Indy Child Therapist owner and licensed clinical social worker Jessica Hood says she’s seeing kids as young as four with anxiety.

That’s along with more teenagers battling depression.

Hood says her agency is on track to see more than 1,000 clients a month.

So what’s behind the increase?

She says kids are still processing last year’s ever changing and challenging school year and the impact it’s had on their lives.

That’s along with more access and awareness to issues in today’s society.

But one silver lining to this, Hood says, is the stigma surrounding mental health is declining. With the spotlight on normalizing resources.

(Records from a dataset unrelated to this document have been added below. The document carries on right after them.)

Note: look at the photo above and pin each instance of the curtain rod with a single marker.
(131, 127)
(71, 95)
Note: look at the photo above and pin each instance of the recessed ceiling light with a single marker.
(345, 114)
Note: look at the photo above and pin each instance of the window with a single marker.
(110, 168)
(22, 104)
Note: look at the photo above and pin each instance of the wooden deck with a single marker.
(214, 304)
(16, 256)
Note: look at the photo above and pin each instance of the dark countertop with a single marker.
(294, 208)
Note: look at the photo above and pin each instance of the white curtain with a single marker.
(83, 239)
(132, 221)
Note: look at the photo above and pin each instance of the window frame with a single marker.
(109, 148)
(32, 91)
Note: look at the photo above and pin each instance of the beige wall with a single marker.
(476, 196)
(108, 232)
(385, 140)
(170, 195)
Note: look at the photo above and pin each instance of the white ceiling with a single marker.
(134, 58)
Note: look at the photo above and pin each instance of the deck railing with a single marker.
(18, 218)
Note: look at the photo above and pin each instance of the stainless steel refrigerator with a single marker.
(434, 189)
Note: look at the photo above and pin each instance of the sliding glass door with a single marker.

She says families and community groups are more comfortable with reaching out for help. 

“Kids are more willing to do it. Parents are more aware of it, and it’s just more readily accessible than it ever has been in history,” said Hood. “Whether that’s the boys and girls club, speech, teachers, primary care doctors, they’re doing a better job of screening for some of these things whether it’s ADHD, or depression or anxiety and so then they’re referring those things out to the people who are best suited to help them.”

Hood says some signs of anxiety and depression in kids include irritability, headaches and stomach aches and even similarities to ADHD like forgetfulness, hyperactivity and impulsivity.

Because some signs aren’t always easy to see, it’s also recommended to check in and talk to your kids.